In our study, a shorter post-operative hospital stay was associated with readmission. This finding is in contrast to multiple previous studies, which have demonstrated that longer hospital stay is associated with both early and late readmission after PD [7-9, 13, 15]. Within NSQIP, readmission is tracked up to 30 days from the day of the principle operation rather than from the day of discharge. Consequently, patients who have a longer hospital stay have fewer days for which readmission will be recorded. Therefore, we believe this study’s result could be an artifact of the NSQIP database. Nevertheless, our result highlights a struggle for many surgeons: decreasing hospital length of stay while simultaneously minimizing readmissions. The Centers for Medicare & Medicaid Services (CMS) introduced the Prospective Payment System (PPS) in 1983, which provides a fixed reimbursement for a particular admission and diagnosisrelated group (DRG). After the implementation of PPS, there was a dramatic decrease in average length of stay [17], with a concomitant increase in the rate of readmission [18]. To incentivize a reduction in readmission, CMS recently introduced the Hospital Readmissions Reduction Program (HRRP) as well as the Bundled Payments for Care Improvement (BPCI). The full effects of these programs are yet to be seen. Nevertheless, because of the high morbidity of PD, surgeons likely will continue to struggle with finding an appropriate balance between length of stay and readmission. Based on our results, we believe that initiatives directed at lowering rates of post-discharge complications may also help reduce readmissions.

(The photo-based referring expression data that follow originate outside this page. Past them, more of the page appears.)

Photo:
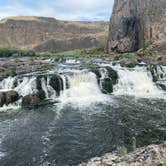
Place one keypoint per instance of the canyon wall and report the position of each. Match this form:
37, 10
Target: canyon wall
135, 23
43, 34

There are a few limitations to this study. The ACS NSQIP database is limited to 30-day postoperative morbidity and mortality; therefore, any complications or readmissions occurring after this time period are not captured. Also, the post-operative complications tracked are generic and not PDspecific, such as delayed gastric emptying, pancreatic leak, or marginal ulceration. Readmission is defined as within 30 days from surgical procedure, not from hospital discharge. Therefore, patients who have a longer length of stay have fewer days in which a readmission will be captured, leading to bias in the analysis. Finally, although ACS-NSQIP extensively tracks patient comorbidities and many potential postoperative complications, it lacks many social and economic factors (insurance status, income, education, etc.) that may affect the risk or readmission. Despite these limitations, this study provides an overview of the types of complications that occur after PD and how those complications influence readmission.